First there was Edward Snowden, and now there is Arvind Kejriwal. Each is an icon of gutsy uprightness in his own sphere of action. Mr Snowden’s location remains shadowy, but he speaks globally; Mr Kejriwal’s impact is fast spreading beyond the local. And the two men have taken radically conflicting positions vis-à-vis spying. But they have done so out of a commitment to their own ideas of democracy. Mr Kejriwal seems to have been remarkably successful in arousing the dormant vigilante in each person who likes to think of himself or herself as an ethical agent. Every citizen of Delhi is now an anti-corruption inspector, and, with a bit of help from technology and a little training, could become a successful sting operator. So, a pen, a watch or a pair of glasses suddenly seems to have lost its innocence, for it could have a camera hidden inside to catch an unsuspecting offender. This would probably alarm Mr Snowden. George Orwell had imagined just one Big Brother, but Delhi could suddenly be full of them. The spying that Mr Snowden exposed on a global scale — the macro-spying — might appear to have trickled down to a level of ubiquitous micro-spying. This is also why it is ironic that the cheap spyware in the Delhi markets is mostly made in China. Surveillance States breed surveillance junkies.

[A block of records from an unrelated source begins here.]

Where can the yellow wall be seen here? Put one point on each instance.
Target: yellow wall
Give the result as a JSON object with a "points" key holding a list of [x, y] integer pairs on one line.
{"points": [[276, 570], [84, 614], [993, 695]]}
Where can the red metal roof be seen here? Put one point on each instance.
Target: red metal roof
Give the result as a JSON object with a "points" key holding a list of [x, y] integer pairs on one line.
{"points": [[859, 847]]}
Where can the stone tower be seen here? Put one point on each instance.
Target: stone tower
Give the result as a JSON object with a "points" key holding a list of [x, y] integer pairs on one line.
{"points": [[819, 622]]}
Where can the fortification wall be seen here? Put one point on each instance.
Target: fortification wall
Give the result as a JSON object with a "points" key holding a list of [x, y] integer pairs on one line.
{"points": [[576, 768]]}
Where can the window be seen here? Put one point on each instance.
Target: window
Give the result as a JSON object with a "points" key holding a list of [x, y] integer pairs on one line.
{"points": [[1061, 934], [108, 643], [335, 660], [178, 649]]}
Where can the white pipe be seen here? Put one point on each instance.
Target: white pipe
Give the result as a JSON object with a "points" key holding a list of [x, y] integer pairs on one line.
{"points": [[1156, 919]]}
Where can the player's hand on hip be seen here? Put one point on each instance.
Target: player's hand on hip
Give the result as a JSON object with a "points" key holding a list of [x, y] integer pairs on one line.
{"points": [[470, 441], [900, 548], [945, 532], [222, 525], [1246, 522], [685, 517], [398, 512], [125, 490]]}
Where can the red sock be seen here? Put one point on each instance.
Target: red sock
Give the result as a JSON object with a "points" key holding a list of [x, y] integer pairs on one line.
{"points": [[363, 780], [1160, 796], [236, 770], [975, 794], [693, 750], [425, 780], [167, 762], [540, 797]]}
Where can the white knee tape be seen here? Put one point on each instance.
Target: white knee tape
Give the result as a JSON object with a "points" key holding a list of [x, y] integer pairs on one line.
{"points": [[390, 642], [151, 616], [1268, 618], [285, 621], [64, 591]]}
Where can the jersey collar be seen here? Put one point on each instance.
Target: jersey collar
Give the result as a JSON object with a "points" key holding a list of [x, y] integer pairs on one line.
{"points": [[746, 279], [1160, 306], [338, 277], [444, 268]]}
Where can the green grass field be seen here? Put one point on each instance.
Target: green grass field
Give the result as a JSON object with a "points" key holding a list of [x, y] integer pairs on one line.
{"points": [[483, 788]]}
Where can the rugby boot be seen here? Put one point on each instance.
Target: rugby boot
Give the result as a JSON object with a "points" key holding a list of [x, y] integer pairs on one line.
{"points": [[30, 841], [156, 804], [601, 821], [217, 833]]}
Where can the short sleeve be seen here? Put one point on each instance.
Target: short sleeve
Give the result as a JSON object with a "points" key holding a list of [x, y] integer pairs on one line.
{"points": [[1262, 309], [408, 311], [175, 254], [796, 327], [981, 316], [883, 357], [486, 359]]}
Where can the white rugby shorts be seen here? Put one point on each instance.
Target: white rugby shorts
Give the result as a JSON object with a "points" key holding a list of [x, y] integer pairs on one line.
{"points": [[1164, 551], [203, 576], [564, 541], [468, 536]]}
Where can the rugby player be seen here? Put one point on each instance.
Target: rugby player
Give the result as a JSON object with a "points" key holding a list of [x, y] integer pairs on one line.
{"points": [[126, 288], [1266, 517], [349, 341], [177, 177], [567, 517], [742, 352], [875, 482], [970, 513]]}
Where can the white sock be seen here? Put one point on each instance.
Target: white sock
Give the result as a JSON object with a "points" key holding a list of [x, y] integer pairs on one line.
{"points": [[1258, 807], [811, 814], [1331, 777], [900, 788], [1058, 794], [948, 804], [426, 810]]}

It would be wrong to assume that these gadgets have found their way into Delhi overnight. They were always there, and were being used mostly for purposes that are corrupt in all sorts of different ways — sometimes involving illegal, often sordid, forms of covert intrusiveness in both the private and the public spheres. But does it make sense anymore, after what Mr Snowden has revealed, to talk about the private and the public? Perhaps the entire vocabulary of privacy is last year’s language. Those who cling to it do so out of a naïveté or idealism that is laughably passé. So, armed with these secret cameras, people — self-consciously right-thinking, upright people — would turn the gaze of surveillance back upon those who had taken for granted their own power to keep an eye on others. This reversed surveillance could be a good thing — a new kind of empowerment producing a new form of democracy, in a jaded and cynical polity where a pen becomes a mightier weapon only when there is a camera hidden inside it.
Yet, it is difficult to believe that spying, or voyeurism, can suddenly be washed clean of its inherent corruptibility when used by people who have suddenly woken up to their right to take up the fight against corruption. Just as it is difficult to feel instantly comforted by the marketing of a new revolver specially designed for women — called Nirbheek, or fearless, in memory of the Delhi gangrape victim. There might be something, after all, in heeding Mr Snowden’s Yuletide warning to the world, that a child born today will grow up with no conception of privacy at all.